Unified rate limiting with three algorithms (sliding-window, fixed-window, token-bucket), pluggable storage (in-memory or Redis), tiered plans, optional queueing for fair processing of excess requests, per-method @RateLimit / @Throttle decorators, and statistics tracking with per-tier breakdown.

pnpm add @omnitron-dev/titan-ratelimit

Algorithms

StrategyBehaviourBest for
'sliding-window'Continuously rolling window; smooth limitsAPI per-user / IP throttling
'fixed-window'Hard-reset at window boundary; simpler / cheaperPer-hour quotas, accounting
'token-bucket'Tokens refill at a rate; can burst up to bucket sizeBursty workloads with smooth refill

Fairness comparison

  • Fixed window is the cheapest to implement (one counter, one TTL) but allows a 2× burst around boundaries — 100 requests in the last second of one window and 100 in the first second of the next looks like 200 in 2 seconds.
  • Sliding window is the fairest at the cost of one sorted set operation per check.
  • Token bucket lets clients burst above the steady rate up to the bucket size — best for "usually quiet, sometimes spikes" workloads.

Quickstart

In-memory (single-pod)

import { TitanRateLimitModule } from '@omnitron-dev/titan-ratelimit';

@Module({
imports: [
TitanRateLimitModule.forRoot({
enabled: true,
strategy: 'sliding-window',
defaultLimit: 100,
defaultWindowMs: 60_000,
storageType: 'memory',
}),
],
})
class AppModule {}

Redis-backed (multi-pod)

TitanRateLimitModule.forRoot({
storageType: 'redis',
strategy: 'token-bucket',
defaultLimit: 100,
defaultWindowMs: 60_000,
burstLimit: 150,
tokenRefillRate: 100,
keyPrefix: 'rl',
queueEnabled: true,
maxQueueSize: 1_000,
queueTimeoutMs: 5_000,
tiers: {
free: { name: 'free', limit: 10, windowMs: 60_000 },
pro: { name: 'pro', limit: 1_000, windowMs: 60_000 },
enterprise: { name: 'enterprise', limit: 10_000, windowMs: 60_000, burst: 5_000 },
},
})

Async config via forRootAsync({ useFactory, inject?, imports?, isGlobal? }).

IRateLimitModuleOptions

OptionTypeDefault
enabledbooleantrue
strategy'sliding-window' | 'fixed-window' | 'token-bucket''sliding-window'
keyPrefixstring'ratelimit'
defaultLimitnumber100
defaultWindowMsnumber (ms)60_000
burstLimitnumber (0 disables burst)0
tokenRefillRatenumber (tokens / window)100
queueEnabledbooleanfalse
maxQueueSizenumber1_000
queueTimeoutMsnumber (ms — max wait in queue)5_000
storageType'memory' | 'redis''memory'
tiersRecord<string, IRateLimitTier>
defaultTierIRateLimitTier
isGlobalbooleanfalse

IRateLimitTier

interface IRateLimitTier {
name: string;
limit: number;
burst?: number; // extra allowance above limit
priority?: number; // for queue ordering
windowMs?: number;
}

The effective limit for a check is tier.limit + (tier.burst ?? options.burstLimit).

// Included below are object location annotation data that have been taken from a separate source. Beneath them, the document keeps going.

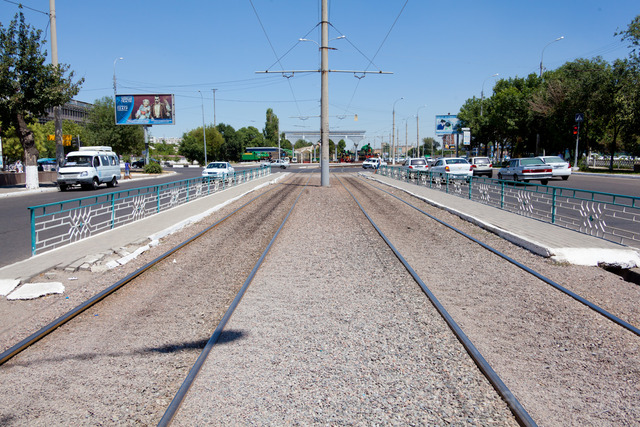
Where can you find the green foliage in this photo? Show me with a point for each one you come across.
(520, 109)
(271, 129)
(152, 167)
(101, 129)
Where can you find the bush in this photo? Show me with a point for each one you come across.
(152, 167)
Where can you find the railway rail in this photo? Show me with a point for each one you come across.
(491, 324)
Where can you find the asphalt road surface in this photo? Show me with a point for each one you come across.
(15, 228)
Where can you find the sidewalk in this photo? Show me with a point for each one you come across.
(142, 232)
(545, 239)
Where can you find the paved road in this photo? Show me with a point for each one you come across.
(15, 230)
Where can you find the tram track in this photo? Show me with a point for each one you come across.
(546, 346)
(163, 317)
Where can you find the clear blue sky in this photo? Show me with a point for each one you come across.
(440, 54)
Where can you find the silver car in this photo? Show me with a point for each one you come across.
(481, 166)
(561, 168)
(526, 169)
(451, 168)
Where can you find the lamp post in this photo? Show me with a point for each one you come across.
(482, 92)
(393, 132)
(114, 75)
(556, 40)
(418, 130)
(214, 107)
(204, 131)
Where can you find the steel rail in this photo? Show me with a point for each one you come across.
(521, 415)
(587, 303)
(175, 404)
(46, 330)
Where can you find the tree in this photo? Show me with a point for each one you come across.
(28, 86)
(101, 129)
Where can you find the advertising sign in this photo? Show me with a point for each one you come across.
(153, 109)
(446, 124)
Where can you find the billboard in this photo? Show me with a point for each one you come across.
(151, 109)
(446, 124)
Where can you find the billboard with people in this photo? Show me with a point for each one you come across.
(153, 109)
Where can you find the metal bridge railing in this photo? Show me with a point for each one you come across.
(608, 216)
(58, 224)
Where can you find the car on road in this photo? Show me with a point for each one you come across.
(89, 167)
(415, 165)
(526, 169)
(281, 163)
(373, 163)
(481, 166)
(451, 168)
(218, 170)
(561, 168)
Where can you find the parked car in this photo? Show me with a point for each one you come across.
(526, 169)
(481, 166)
(89, 167)
(218, 170)
(451, 168)
(560, 167)
(373, 163)
(141, 162)
(415, 165)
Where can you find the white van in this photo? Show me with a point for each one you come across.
(89, 167)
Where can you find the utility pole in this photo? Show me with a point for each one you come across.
(324, 100)
(54, 61)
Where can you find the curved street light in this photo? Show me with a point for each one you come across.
(541, 55)
(482, 92)
(393, 131)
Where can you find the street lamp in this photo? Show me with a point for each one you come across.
(114, 74)
(418, 130)
(482, 92)
(393, 132)
(204, 131)
(556, 40)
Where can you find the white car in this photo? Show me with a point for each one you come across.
(282, 163)
(373, 163)
(560, 168)
(218, 170)
(451, 168)
(414, 165)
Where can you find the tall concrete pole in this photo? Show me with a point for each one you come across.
(324, 102)
(54, 61)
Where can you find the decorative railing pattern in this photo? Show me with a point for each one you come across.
(58, 224)
(608, 216)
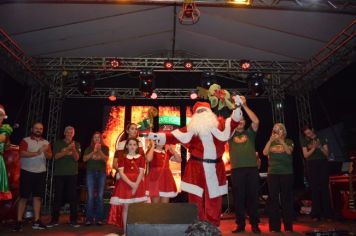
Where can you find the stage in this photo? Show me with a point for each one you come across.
(301, 226)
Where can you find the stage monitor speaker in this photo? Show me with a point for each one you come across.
(160, 219)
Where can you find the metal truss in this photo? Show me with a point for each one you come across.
(335, 6)
(16, 63)
(276, 97)
(102, 64)
(54, 124)
(35, 106)
(135, 93)
(303, 110)
(336, 55)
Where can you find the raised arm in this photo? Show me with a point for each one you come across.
(254, 119)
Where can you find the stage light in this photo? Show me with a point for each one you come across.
(189, 14)
(193, 95)
(256, 84)
(188, 65)
(154, 95)
(279, 105)
(168, 64)
(147, 82)
(208, 78)
(112, 96)
(86, 80)
(115, 63)
(245, 65)
(241, 2)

RateLimitService — the API

import { RATE_LIMIT_SERVICE_TOKEN, type IRateLimitService }
from '@omnitron-dev/titan-ratelimit';

@Service('charges@1.0.0')
class ChargesService {
constructor(@Inject(RATE_LIMIT_SERVICE_TOKEN) private readonly rate: IRateLimitService) {}

@Public()
async charge(userId: string, amount: number) {
const result = await this.rate.consume(`charge:${userId}`, { tier: 'pro' });
if (!result.allowed) {
throw Errors.tooManyRequests('too many charge attempts', { retryAfter: result.retryAfter });
}
// proceed
}
}
MethodReturns
check(options)Promise<IRateLimitResult> — full options
consume(key, options?)Promise<IRateLimitResult> — convenience: consume = true
enforce(key, options?)Promise<void> — throws RateLimitExceededError on reject
getStatus(key, options?)Promise<IRateLimitResult> — read-only check (consume = false)
reset(key, tier?)Promise<void>
getStats()IRateLimitStats — overall + per-tier breakdown

The difference:

  • consume() returns a result; you inspect result.allowed.
  • enforce() throws RateLimitExceededError if rejected — the thrown error carries result so you can read retryAfter, remaining, limit, etc.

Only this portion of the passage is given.